After their three-month accelerator program, the graduates of New Zealand’s first Lightning Lab Tourism accelerator are out making their mark on the world. And, whether promoting Māori culture, helping farmers secure some tourist dollars or making electric vehicle use more accessible, all nine are striving to make a positive impact on Kiwi tourism.
The accelerator program, run by innovation program provider Creative HQ and located at Christchurch Airport, is specifically focused on building a sustainable ecosystem for the future of tourism in New Zealand.
It came to a close last month with a showcase event at Christchurch’s town hall, and now the cohort is our in the wild, finding inroads into the tourism industry, and making friends and partnerships along the way.
“There’s been talk of the New Zealand tourism industry slowing down,” Erica Austin, Lightning Lab Tourism program manager, said in a statement.
“Because of that, I think it’s more important than ever that New Zealand fosters innovation in the tourism industry and that’s exactly what Lightning Lab Tourism has been about: providing the support and tools that startups need to ensure they can bring their innovative ideas to market successfully.”
Meet the first Lightning Lab Tourism accelerator cohort
This marketplace platform invites travellers to book trips hosted by trusted storytellers.
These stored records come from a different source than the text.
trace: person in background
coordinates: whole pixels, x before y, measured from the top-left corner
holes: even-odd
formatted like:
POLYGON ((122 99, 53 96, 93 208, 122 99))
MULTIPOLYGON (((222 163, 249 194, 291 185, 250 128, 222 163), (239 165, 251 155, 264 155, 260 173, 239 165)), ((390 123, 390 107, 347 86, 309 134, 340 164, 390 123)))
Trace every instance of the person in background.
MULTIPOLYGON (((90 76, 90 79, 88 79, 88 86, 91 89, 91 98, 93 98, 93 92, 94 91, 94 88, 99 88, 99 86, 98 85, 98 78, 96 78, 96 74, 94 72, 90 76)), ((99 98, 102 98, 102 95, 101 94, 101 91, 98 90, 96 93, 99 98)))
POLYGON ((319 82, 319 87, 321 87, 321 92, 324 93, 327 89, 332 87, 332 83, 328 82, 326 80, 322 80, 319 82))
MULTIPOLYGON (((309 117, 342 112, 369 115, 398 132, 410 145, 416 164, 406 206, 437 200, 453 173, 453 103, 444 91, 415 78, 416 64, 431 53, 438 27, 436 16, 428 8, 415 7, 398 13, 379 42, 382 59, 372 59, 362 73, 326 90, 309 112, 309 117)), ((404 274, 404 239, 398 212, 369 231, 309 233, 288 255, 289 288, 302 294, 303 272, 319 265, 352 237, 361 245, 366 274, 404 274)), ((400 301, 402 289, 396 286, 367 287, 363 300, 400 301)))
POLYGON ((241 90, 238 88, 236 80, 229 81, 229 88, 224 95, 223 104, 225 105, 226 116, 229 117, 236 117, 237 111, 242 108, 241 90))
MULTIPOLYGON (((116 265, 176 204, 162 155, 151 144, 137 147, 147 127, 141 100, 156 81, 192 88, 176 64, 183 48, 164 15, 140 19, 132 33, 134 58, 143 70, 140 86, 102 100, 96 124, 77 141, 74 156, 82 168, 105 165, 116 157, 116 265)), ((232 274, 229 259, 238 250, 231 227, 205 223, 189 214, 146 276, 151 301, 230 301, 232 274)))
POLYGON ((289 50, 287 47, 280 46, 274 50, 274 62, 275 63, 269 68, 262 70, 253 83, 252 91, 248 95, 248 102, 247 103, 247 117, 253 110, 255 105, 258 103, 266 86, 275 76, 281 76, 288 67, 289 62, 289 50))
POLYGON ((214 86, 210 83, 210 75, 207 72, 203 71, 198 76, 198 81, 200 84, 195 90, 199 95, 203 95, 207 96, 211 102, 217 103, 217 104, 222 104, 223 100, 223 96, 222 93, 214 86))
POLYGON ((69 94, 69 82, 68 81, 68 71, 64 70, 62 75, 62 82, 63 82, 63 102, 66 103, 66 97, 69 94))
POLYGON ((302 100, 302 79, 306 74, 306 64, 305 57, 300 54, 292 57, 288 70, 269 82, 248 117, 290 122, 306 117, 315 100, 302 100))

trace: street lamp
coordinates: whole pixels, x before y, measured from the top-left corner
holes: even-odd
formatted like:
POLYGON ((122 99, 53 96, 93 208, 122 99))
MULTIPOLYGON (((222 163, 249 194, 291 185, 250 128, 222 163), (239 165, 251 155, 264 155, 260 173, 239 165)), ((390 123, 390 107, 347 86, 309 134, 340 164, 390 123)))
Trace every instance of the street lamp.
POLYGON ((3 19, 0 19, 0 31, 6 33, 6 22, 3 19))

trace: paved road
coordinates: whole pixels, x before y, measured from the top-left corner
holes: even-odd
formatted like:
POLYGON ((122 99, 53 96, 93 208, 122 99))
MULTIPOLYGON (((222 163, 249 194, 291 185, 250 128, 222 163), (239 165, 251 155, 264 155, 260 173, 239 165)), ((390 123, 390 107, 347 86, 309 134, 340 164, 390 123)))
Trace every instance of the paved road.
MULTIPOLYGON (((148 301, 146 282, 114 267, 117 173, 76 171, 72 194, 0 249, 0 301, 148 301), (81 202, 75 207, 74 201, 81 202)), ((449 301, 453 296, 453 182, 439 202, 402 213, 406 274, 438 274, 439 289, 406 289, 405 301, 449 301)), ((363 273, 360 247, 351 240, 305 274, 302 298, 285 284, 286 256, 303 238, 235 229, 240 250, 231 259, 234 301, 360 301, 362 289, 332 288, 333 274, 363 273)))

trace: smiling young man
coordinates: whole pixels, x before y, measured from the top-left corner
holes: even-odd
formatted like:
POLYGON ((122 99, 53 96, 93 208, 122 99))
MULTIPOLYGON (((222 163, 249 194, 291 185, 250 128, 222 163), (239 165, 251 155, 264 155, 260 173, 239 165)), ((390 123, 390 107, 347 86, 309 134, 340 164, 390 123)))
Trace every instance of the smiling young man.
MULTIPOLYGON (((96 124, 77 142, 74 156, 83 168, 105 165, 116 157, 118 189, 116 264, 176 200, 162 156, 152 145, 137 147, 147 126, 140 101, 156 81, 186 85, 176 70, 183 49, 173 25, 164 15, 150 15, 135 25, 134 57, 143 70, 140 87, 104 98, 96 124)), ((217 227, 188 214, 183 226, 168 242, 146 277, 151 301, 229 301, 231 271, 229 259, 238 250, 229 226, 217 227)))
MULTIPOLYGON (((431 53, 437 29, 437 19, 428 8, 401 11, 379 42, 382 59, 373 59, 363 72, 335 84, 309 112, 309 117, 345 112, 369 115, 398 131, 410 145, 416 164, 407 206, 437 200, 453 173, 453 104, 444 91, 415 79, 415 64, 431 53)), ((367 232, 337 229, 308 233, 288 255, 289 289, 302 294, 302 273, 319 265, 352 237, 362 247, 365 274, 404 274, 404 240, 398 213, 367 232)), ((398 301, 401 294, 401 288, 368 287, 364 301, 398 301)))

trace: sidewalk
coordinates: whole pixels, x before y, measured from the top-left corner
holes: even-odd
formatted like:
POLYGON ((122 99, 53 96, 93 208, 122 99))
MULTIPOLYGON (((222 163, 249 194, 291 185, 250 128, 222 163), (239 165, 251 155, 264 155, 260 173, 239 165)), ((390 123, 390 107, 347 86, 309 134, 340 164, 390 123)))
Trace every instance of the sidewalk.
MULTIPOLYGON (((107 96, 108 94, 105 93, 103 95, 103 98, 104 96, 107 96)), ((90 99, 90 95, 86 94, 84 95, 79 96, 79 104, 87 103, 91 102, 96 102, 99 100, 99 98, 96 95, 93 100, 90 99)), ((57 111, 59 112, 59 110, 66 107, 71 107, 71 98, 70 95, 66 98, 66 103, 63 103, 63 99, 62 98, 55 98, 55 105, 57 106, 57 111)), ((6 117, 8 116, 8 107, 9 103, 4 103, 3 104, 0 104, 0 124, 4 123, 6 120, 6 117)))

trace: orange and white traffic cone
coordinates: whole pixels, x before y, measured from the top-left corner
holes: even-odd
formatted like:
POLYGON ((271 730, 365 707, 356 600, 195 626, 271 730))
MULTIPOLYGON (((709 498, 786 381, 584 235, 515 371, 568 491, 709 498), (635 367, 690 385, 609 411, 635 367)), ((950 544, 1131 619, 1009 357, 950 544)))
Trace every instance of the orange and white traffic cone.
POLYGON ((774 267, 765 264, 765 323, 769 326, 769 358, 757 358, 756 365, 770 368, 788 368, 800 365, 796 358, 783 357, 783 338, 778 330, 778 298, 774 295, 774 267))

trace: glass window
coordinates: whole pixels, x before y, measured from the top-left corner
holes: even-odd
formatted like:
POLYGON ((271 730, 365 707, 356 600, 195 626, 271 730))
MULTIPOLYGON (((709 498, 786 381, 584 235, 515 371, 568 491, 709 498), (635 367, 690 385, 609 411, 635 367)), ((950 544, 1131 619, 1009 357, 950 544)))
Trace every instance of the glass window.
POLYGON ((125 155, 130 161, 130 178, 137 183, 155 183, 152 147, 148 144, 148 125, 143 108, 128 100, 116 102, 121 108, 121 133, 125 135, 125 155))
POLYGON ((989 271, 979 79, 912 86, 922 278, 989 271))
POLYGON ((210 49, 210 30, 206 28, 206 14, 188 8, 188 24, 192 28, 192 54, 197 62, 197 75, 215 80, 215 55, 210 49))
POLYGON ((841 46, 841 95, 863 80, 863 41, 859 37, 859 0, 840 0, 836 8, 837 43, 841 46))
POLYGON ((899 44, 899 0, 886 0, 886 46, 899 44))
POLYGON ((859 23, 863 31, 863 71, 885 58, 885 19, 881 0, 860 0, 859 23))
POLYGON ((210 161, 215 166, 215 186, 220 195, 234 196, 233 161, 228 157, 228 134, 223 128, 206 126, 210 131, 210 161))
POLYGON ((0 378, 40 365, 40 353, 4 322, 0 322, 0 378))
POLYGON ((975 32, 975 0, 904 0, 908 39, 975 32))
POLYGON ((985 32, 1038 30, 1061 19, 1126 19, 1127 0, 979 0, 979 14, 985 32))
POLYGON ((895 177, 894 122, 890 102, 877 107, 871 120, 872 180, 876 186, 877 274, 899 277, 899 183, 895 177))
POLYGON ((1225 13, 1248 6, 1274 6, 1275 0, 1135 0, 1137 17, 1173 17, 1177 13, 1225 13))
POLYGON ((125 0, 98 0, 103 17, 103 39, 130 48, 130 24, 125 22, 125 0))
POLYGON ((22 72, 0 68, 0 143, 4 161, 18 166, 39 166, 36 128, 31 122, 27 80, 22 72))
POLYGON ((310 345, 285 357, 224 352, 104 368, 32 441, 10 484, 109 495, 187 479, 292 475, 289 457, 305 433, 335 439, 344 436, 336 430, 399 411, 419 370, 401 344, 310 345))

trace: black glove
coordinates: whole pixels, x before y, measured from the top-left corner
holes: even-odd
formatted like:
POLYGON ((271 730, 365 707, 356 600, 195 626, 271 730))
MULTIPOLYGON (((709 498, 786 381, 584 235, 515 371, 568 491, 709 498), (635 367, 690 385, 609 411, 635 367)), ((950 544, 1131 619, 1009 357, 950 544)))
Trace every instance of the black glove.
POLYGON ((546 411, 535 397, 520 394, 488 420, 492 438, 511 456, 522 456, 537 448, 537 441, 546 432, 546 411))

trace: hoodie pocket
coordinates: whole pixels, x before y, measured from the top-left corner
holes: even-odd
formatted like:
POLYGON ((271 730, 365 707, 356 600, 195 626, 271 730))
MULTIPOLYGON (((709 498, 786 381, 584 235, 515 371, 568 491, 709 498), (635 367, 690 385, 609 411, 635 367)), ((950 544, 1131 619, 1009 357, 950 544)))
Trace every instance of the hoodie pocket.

The team is gearing up to launch in Southeast Asia and expects to have the product available in three countries soon.
This group of founders of Māori, Samoan, English and European heritage are offering alternative tours of Christchurch, with ingrained storytelling and a multicultural twist.
Lichen is a matchmaking app connecting socially conscious travellers with volunteer groups that might need their help. This summer, the startup is partnering with New Zealand’s top travel app, CamperMate.
This startup is working with farmers to help them diversify the use of their land, and earn some tourism revenue. It is currently exploring potential partnerships in the tourism industry.
This app is designed to support drivers of electric vehicles, by predicting their energy consumption before they set off on a journey, and linking them to local businesses where they can charge up along the way.
Road Guru allows visitors to New Zealand to book a vehicle for their trip, with a driver and guide included to show them the sights. Since launching, it has been steadily growing its customer base, after converting a handful of early adopters.
This venture, headed up by Christchurch Airport and Qrious, has been working on a solution to encourage tourists to travel to, and linger in, New Zealand’s South Island. Currently, the team is seeking feedback from the island’s Regional Tourism Organisations.
Stay Native is a social enterprise startup connecting travellers in New Zealand with locals who can offer a peek into Māori culture. The startup is now seeking investment, and is planning to launch next month, with 20 hosts on the platform.